Spotted Wing Drosophilia (SWD)

This fruit fly lays their eggs on ripening soft fruit, hatch, eat inside the fruit until the fruit drops, and then exit to pupate in the ground. If you are finding small white maggots in your cherries at harvest, this is the most likely culprit. You can confirm by setting out vinegar traps to monitor for the flies. Pick and dispose of any infected fruit on the tree or ground. If flies are present in large numbers, you can use Spinosad sprays.


Cherry/Pear Slug

This pest is the larvae of a sawfly that chews the upper leaf surface. There can be 2 generations of this pest.
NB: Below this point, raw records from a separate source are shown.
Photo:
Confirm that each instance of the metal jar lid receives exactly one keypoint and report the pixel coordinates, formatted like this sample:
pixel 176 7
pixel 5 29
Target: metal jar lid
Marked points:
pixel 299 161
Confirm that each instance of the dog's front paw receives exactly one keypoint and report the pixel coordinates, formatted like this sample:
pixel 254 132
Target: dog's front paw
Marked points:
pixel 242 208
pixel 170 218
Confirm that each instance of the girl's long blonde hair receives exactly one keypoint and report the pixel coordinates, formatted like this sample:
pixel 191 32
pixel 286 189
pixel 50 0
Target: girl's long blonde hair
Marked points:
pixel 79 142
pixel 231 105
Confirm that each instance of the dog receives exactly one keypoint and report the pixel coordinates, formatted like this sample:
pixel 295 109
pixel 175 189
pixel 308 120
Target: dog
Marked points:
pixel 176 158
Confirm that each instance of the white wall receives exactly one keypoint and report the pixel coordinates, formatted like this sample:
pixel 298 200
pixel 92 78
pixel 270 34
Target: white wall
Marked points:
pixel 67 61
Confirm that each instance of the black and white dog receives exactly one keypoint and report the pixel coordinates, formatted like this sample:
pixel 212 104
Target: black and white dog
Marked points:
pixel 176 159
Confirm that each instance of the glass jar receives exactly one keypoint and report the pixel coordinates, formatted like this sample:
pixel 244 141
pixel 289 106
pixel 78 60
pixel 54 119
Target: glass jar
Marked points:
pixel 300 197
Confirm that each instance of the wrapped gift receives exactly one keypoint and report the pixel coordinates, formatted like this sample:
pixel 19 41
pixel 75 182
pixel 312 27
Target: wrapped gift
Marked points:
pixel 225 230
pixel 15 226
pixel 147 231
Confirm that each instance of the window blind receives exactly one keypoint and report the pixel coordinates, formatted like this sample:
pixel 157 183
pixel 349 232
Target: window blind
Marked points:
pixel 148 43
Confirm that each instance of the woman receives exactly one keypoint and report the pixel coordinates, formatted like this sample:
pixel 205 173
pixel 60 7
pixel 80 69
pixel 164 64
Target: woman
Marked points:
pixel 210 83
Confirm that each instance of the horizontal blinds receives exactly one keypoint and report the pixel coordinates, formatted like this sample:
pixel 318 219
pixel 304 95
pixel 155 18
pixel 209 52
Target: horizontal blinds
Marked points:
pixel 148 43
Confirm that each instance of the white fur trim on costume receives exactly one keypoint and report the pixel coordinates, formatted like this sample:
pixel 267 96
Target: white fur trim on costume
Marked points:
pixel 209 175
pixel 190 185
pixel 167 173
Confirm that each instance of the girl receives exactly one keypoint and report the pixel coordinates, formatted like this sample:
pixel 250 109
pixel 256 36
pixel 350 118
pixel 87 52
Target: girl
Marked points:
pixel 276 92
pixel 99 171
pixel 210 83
The most serious generation is the first generation, which can appear in June. The larvae can cause enough leaf damage to decrease photosynthesis in the tree. Pick off the larvae. The leaves can also be dusted with diatomaceous earth, and Spinosad sprays can also be effective.


Leaf Roller

Leaf roller larvae feed on leaves and then pupate in a rolled leaf. A spray just as the buds break dormancy (also called the delayed dormant period) containing horticultural oil can smother overwintering eggs. Bacillus thuringiensis (Bt) sprayed during the growing season can also help control damage.


Bacterial Canker

The most common disease in cherries, bacterial canker occurs when Pseudomonas syringae pv. Syringae bacterium infect plant tissues and multiply. The result is cankers that form in winter and spring on the branches that exude gum. Cankers that surround or “girdle” a branch can cause the branch to dieback. To prevent bacterial canker, plant resistant varieties and make sure to continue proper pruning, watering, and fertilizing: a healthy tree is less susceptible to infection. If you see cankers, remove branches back below the canker and dispose. Copper sprays used to be recommended but has since been proven ineffective.


Blossom Blight/Brown Rot

This fungal disease can cause blossoms to drop, buds to die, and the fruit to rot before ripening. Infected flowers will turn light brown and may have patches of buff-colored spores; infected twigs and branches may also have patches of spores. Infected fruit will begin to have dark spots that rapidly enlarge and include the same spores. Infected twigs, branches, and fruit on the tree or ground should be removed and disposed of. A sulfur spray during bloom can help prevent infection on blossoms. After bloom, sulfur can be used if needed to prevent fruit damage.

Year in Review



  • Prune to thin vigorous upright branches, remove any diseased or damaged wood, and maintain structure. Be sure there is a 48-hour window of dry weather after pruning.
  • Spray sulfur during for blossom blight. Add Bt for leaf roller if needed.  


  • Use bird netting to protect ripening fruit.  
  • Water, weed, and monitor for other pests and disease.  
  • Harvest! Stub back fruiting wood after harvest.